Inherent in the patent of York, is the necessity that a significant portion of the laser beam be masked off to produce the required annular beam cross section. Because the caustic surfaces needed for corneal ablation are on the order of one square centimeter or more, present excimer laser technology is limited to about the radiation intensity mandated for such an area, and therefore any inefficiencies can be detrimental.
So, it is also an object of this invention to utilize the available laser beam with maximum efficiency.
An essential optical element of this invention is a specialized conical lens called an axicon which in conjunction with a specialized mirror forms a catadioptric system which achieves the object of the invention relating to uniformity of radiation intensity. In the patent of Marshall, et.al. (U.S. Pat. No. 4,941,093) use is made of axicon lenses to produce continuously variable size annular beams for en face photoablation. However, the intensity within the annulus is not uniform making the successful application of an axicon or combination of axicons for photoablation, somewhat dubious. In the present invention, the application of an axicon is totally difference from the Marshall patent; this is not only because the tangential method rather than the en face method is being used here, but much more importantly, it is because the intensity non-uniformity of the axicon, in combination with the complementary intensity non-uniformity of the mirror of the present invention, creates the sought-after caustic of uniform intensity.

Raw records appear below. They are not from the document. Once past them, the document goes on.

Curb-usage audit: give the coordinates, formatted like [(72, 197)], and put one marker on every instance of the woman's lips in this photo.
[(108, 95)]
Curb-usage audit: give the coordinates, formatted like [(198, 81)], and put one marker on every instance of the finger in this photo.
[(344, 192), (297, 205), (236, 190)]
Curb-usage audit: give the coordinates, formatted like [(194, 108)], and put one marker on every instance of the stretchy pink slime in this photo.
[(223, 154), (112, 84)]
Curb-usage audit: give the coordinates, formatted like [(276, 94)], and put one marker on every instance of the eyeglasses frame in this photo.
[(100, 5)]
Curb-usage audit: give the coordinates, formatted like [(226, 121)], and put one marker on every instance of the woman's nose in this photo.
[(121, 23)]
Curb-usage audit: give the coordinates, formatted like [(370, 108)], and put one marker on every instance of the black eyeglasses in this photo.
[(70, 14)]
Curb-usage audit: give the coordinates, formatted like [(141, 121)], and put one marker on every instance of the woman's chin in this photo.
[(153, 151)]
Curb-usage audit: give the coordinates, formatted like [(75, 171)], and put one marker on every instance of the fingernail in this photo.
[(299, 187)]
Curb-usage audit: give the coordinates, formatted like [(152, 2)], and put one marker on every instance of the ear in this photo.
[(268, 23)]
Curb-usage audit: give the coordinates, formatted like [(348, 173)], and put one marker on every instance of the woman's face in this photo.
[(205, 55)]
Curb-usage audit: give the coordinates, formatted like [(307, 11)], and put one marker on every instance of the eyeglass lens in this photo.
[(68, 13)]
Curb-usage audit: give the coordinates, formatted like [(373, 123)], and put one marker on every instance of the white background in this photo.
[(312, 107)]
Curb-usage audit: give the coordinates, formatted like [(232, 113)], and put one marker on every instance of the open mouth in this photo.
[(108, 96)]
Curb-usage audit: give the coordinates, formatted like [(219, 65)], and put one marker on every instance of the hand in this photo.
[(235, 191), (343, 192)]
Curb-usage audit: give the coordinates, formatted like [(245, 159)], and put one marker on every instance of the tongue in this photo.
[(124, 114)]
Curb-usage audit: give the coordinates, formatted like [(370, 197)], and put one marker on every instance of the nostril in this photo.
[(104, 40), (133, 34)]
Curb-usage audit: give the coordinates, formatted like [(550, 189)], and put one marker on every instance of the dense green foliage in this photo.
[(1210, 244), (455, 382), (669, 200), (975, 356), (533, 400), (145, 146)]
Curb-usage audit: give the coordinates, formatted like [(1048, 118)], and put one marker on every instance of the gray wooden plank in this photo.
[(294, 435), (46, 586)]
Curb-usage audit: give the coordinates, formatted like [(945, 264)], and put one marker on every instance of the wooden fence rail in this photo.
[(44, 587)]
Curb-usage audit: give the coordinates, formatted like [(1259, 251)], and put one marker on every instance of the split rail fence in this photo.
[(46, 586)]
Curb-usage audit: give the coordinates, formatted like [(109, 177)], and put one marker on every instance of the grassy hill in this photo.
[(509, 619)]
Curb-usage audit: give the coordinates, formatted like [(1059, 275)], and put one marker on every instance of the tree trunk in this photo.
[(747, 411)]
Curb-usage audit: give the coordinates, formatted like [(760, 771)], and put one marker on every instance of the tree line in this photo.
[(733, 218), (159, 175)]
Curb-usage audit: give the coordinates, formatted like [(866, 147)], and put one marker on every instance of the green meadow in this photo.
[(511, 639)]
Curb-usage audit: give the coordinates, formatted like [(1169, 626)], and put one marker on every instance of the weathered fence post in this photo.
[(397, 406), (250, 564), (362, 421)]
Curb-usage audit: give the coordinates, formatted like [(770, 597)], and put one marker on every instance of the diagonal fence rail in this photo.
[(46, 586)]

In addition to the refractive errors of myopia, hyperopia, and astigmatism, the inability of the eye to change its focus or accommodate, known as presbyopia, is an unavoidable problem that afflicts all humans past middle age. Recent work in the field of refractive aspheric and diffraction contact or interocular lenses has shown promise in the amelioration or correction of this visual problem.
It is a further object of this invention to provide a method and apparatus that will enable corneas to be ablated throughout a continuum of aspherical curvatures for the purpose of optimizing visual acuity over as large a depth of field as possible without changing the accommodation of the lens of the eye.